Le acque dei numerosissimi fiumi e canali (i vasi sanguigni) vengono sorvegliate giorno e notte da un poderoso sistema di sicurezza. Ma non è facile mantenere l’ordine in una nazione che ha molti miliardi di abitanti, e altrettanti nemici e clandestini.

Le comunicazioni avvengono attraverso una rete di sottili cavi elettrici, oppure tramite valigette (gli ormoni e molti altri tipi di molecole), che vengono liberate nei corsi d’acqua. Ogni valigetta possiede una serie di codici riservati solo al destinatario, che così è in grado di riconoscerla e prelevarla appena la “incrocia”.

Le valigette possono contenere segnali d’allarme lanciati dalle pattuglie che stanno perlustrando i vari distretti dell’organismo e hanno bisogno di rinforzi. Fra i primi ad accorrere sono, di norma, gli agenti del reparto Mangia-Nemici (i monociti). Grazie alle istruzioni contenute nelle valigette, identificano all’istante il luogo da cui è partito l’allarme ed entrano aprendo una breccia nelle pareti.

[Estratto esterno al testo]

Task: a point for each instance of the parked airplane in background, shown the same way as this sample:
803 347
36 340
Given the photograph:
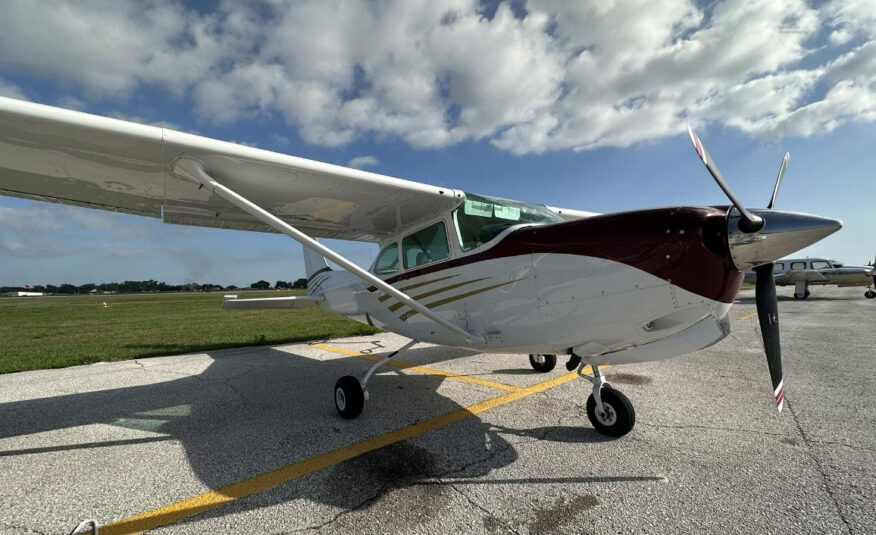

Quando si trovano davanti ai nemici, i monociti si trasformano, accentuando la loro aggressività e la loro potenza. Diventano, così, agenti Grande-Bocca (i macrofagi). Come in un film di fantascienza, dal loro corpo spuntano prolungamenti che permettono di avvolgere gli avversari e catturarli rapidamente, dopo avere controllato i passaporti.

I nemici vengono inghiottiti, letteralmente, e chiusi in una capsula, all’interno del corpo degli agenti: una sorta di “camera della morte”. A questo punto scatta la loro uccisione, tramite liquidi corrosivi e digestivi, che li sciolgono.